Second, you have to have the systems in place to work with private sector and public sector organizations, such that right now we’re seeing a problem where somebody goes and gets tested, they’re positive. Turns out, they’re a breakthrough case but the lab testing them didn’t know that. By the time the health department gets the information and identifies this person as a breakthrough, they contact the lab and the sample has already been thrown away. It’s as simple as that, yet as complicated as that. How do you get that sample for sequencing? Who does the sequencing? When? We’re seeing in many locations two to four weeks before you get sequencing data back. If you’re trying to look at breakthroughs, and you’re trying to understand, is it due to the virus? Or is it just due to the natural experience you’re going to have with a vaccine that is 90, 95 percent effective for most people? What’s happening? We don’t have a good system in place for that.

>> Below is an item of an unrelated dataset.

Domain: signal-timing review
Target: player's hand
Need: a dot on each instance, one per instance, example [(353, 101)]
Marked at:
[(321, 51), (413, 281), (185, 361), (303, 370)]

I know that the administration knows that, but now’s the time where we’ve got to really work with state and local health departments. We’ve got to work with our laboratories, whether they be private or public. And we’ve got to have a much better system in place to identify and capture these samples before they’re lost. And then we got to have quick turnaround on them getting sequenced.
It’s not sequence capacity. We have sequence capacity in this country! It’s the system to get it done. Imagine if every time you tried to use your bank card, you had to run a mile around the bank before you could use it. It’d be a big challenge to get your money out.